Do UOL, em São Paulo*

12/03/2025 05h30Atualizada em 12/03/2025 07h41

Com a morte de ao menos 745 civis durante um massacre no litoral da Síria, membros da minoria alauita — um "terceiro braço" do islamismo — descreveram as cenas que tomam redutos da comunidade religiosa, a qual o ex-presidente Bashar al Assad, deposto em dezembro, também pertence.

O cenário, segundo civis, é de morte por todos os cantos: corpos estariam espalhados nas ruas de cidades portuárias, como Baniyas, cidade na província de Tartus, no oeste do país, que tem uma das maiores concentrações da população alauita.

Como alauitas descrevem o massacre?

Rihab Kamel, uma alauita do oeste da Síria, ficou escondida por dois dias no banheiro de casa. Ela dividiu o cômodo com a família enquanto homens armados que apoiam o novo governo buscavam membros da minoria religiosa, que seriam supostamente leais ao regime deposto de Assad.

"Apagamos as luzes e nos escondemos. Quando conseguimos fugir do nosso bairro, Al Qusur, vimos as ruas cheias de cadáveres.Que crime as crianças cometeram? Será que elas também apoiam o regime [derrubado]? A comunidade alauíta é inocente", defendeu a mulher de 35 anos, após fugir de Baniyas para uma região próxima à fronteira libanesa, onde foi acolhida por uma família cristã

"Mataram meu único vizinho, se tivesse esperado mais 5 minutos, também teria morrido". Um alauita opositor de Assad perdeu 3 parentes. Samir Haidar, 67, também vive Em Baniyas e escapou por pouco do massacre. Ele conseguiu fugir pouco antes da chegada dos homens armados, mas seus dois irmãos e seu sobrinho não tiveram a mesma sorte. O homem passou mais de 10 anos nas prisões do ex-ditador sírio, a quem ele e seus irmãos se opunham.

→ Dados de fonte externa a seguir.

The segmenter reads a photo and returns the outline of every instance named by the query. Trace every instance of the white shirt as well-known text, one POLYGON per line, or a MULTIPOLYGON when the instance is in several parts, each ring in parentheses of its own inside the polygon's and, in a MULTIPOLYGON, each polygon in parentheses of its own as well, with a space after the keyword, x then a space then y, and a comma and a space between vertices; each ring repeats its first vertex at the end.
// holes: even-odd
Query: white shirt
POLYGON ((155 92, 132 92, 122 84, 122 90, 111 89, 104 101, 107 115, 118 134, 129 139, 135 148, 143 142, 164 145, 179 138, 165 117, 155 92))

Eles reuniram todos os homens no telhado e atiraram neles. Todos morreram, inclusive meu irmão.
Samir Haidar, à AFP

"Recolheram corpos com escavadeiras e enterraram em valas comuns, até jogaram alguns no mar." Um morador da cidade de Jablé falou em anonimato no domingo (9) que estava há quatro dias sem sair de casa, sem comida ou água, por medo dos grupos armados. Dividindo espaço com mais 5 pessoas, ele disse que mais de 50 conhecidos morreram.

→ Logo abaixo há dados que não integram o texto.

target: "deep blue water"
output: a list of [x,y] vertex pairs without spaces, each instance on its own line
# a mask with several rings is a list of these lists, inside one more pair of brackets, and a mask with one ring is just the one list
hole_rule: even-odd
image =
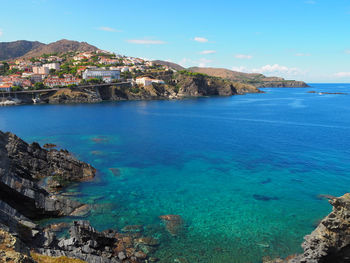
[[[301,251],[350,186],[349,84],[265,94],[0,108],[0,129],[56,143],[98,169],[67,191],[99,230],[142,224],[161,262],[260,262]],[[102,140],[96,141],[95,138]],[[109,168],[119,168],[115,176]],[[172,237],[159,216],[181,215]],[[68,220],[68,219],[67,219]]]

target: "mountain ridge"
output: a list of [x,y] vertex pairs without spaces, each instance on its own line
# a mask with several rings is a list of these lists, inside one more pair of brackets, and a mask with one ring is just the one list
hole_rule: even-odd
[[69,51],[96,51],[97,47],[87,42],[61,39],[49,44],[39,41],[18,40],[0,42],[0,60],[37,57],[43,54],[64,53]]

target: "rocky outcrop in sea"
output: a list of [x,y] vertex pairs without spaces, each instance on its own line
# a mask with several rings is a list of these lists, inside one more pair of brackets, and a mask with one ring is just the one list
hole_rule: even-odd
[[316,229],[304,237],[304,253],[264,263],[346,263],[350,262],[350,193],[327,196],[333,206]]
[[[148,76],[148,75],[147,75]],[[68,104],[68,103],[98,103],[102,101],[121,100],[173,100],[188,97],[232,96],[247,93],[259,93],[258,88],[250,84],[238,83],[222,78],[203,74],[172,73],[150,75],[159,78],[165,84],[153,83],[141,85],[91,85],[84,88],[62,88],[59,90],[44,90],[41,92],[23,92],[7,97],[0,105],[18,104]]]
[[[48,148],[0,131],[0,262],[152,262],[147,253],[158,245],[152,238],[141,232],[99,232],[88,221],[74,219],[89,206],[57,190],[92,179],[96,170],[66,150]],[[34,222],[60,216],[73,222],[45,228]],[[59,237],[64,228],[69,236]]]

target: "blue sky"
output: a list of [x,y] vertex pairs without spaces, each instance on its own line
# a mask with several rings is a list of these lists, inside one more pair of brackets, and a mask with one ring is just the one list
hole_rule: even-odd
[[350,82],[350,0],[0,0],[0,41],[62,38],[183,66]]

Somos seis pessoas na casa, com meus pais e meus irmãos. Não há eletricidade há quatro dias, não há água, não temos nada para comer e não nos atrevemos a sair.
Morador de Jablé, que pediu para não ser identificado

Após 14 anos de Guerra Civil na Síria, o novo conflito leva mais pessoas a planejar deixar o país. Jaafar Ali, um alauíta de 32 anos, disse que teve que fugir para o Líbano com seu irmão. "Acho que não voltarei para a Síria tão cedo. Queremos ser recebidos em um país seguro, onde não sejamos reprimidos como alauitas, ou queremos proteção internacional", declarou.

Como ataques começaram?

As violências começaram após um ataque na quinta-feira (6) por partidários do antigo regime de Assad. Os grupos resistentes teriam ido contra as forças de segurança na costa oeste da Síria, reduto da comunidade alauita, uma minoria muçulmana da qual o ex-presidente Bashar Al Assad é originário.

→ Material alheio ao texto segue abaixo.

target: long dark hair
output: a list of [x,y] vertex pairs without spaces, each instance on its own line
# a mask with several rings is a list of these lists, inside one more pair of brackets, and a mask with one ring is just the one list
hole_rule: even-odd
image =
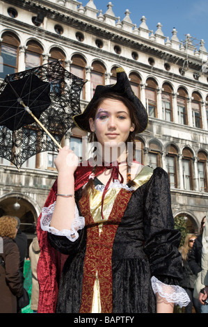
[[[132,142],[133,143],[133,157],[135,156],[135,148],[136,148],[136,144],[135,144],[135,136],[137,131],[139,129],[139,122],[138,120],[137,115],[136,114],[136,108],[134,105],[133,104],[132,102],[131,102],[127,98],[122,97],[118,93],[108,93],[104,95],[102,95],[94,104],[93,108],[90,111],[90,112],[88,113],[87,119],[89,120],[90,118],[93,118],[93,120],[95,119],[95,114],[97,108],[100,105],[103,101],[104,101],[106,99],[112,99],[115,100],[118,100],[122,102],[129,109],[129,117],[131,123],[134,123],[135,128],[133,131],[129,132],[129,135],[126,141],[126,145],[127,145],[128,142]],[[95,142],[97,141],[97,137],[95,133],[90,132],[90,138],[89,141],[90,143]],[[129,165],[128,161],[127,160],[127,184],[129,186],[134,186],[135,182],[131,180],[131,167]],[[92,170],[92,173],[95,173],[96,172],[96,168],[97,166],[94,166],[93,167]],[[91,188],[93,190],[95,188],[94,186],[94,182],[93,178],[90,178],[88,182],[84,188],[84,192],[87,192],[88,190]]]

A intervenção de grupos aliados ao novo governo matou mais de 200 membros da luta armada, mas também deixaram um grande número de civis alauitas mortos. Segundo a AFP, essa é a pior onda de violência desde que a coalizão de rebeldes dominada por islamistas sunitas tomou o poder em 8 de dezembro.

Durante o governo de Assad — que substitui o pai e governou por 24 anos — os alauitas tiveram mais acesso a cargos públicos importantes, segundo estudo da União Europeia. Ainda assim, desde 2016, documentos de lideranças da minoria religiosa já apontavam um afastamento em relação ao ditador.

Professor destaca que é importante não generalizar posição da minoria religiosa em relação ao ex-presidente. "(...) Não é como se a minoria alauita fosse toda monolítica e todo mundo apoiasse o Assad", disse Leonardo Paz Neves, analista do Núcleo de Prospecção e Inteligência Internacional da FGV, ao UOL.

Na segunda-feira, após quatro dias de ataques, o Ministério da Defesa da Síria anunciou o fim da operação militar nos redutos alauitas. A decisão aconteceu após acusações de uma tentativa de limpeza étnica contra a minoria religiosa.